According to Sarhan and Azzazy (2015)62, a low concentration of AcAcid with increasing solution viscosity makes fiber formation a challenge. Under the optimized conditions, increasing the concentration of acetic acid up to 80% v/v, the nanofibers were in circular form and had smooth surfaces with the same diameter along the fiber length. The optimized treatment creates appropriate viscosity, proper interaction, and engagement of the polymer chains. In a study by Ohkawa et al. (2004)64, the morphology of chitosan fibers depends on TFA acid concentration. According to their investigations, there are two reasons for the successful electrospinning of chitosan using TFA acid. First, salt formation occurs through engagement with the amino groups of chitosan and the destruction of the strong interactions between chitosan molecules during electrospinning. The second is the volatility of TFA acid and rapid solidification of the chitosan-spinning jet. This feature provides the possibility of electrospinning the higher weight% of pure chitosan. Abdelgawad et al. (2014)65 stated that a high percentage of PVA (above 70%) is a necessity to produce uniform fibers of chitosan, and increasing the chitosan (above 40%) decreased the mat quality. Also, when the amount of chitosan increases by more than 50% of the total, it is hard to achieve quality fibers.

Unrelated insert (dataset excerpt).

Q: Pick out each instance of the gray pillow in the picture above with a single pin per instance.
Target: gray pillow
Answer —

These results reveal that when the concentration of chitosan as a poly-cation increases in solution, the repulsive forces between the cationic groups of the structural skeleton increase and prevent the formation of continuous fibers. These results are generally inconsistent with the present study, but the stabilization of chitosan/PVA nanofiber was recorded at a ratio of 60:40 under the optimized condition, in which the formation of healthy fibers was completely confirmed. The lower surface tension of the solution helps the electrospinning process occur in a lower electric field, and the concentration of acetic acid strongly affects the surface tension of the chitosan solution. Therefore, the chitosan dissolution in the strong acetic acid can elucidate the main problem of its electrospinning by causing a decrease in surface tension and an increase in the charge density of the solution. Also, finding the appropriate polymer concentration leads to jet formation simultaneously8. The PVA cooperative role involves reducing the viscosity of the solution through the reactions between chitosan and PVA chains. In these reactions, the chain functional groups are involved in secondary bonds that can decrease the solution viscosity50. Among the parameters, acid concentration has been reported as the most critical parameter in chitosan electrospinning8. Hadjianfar et al. (2019)66 stated that the amount of chitosan in the composite has a noteworthy consequence on fiber diameter. Shalumon et al. (2011)30 reported an average diameter of about 190–240 nm for the obtained fibers of sodium alginate/PVA.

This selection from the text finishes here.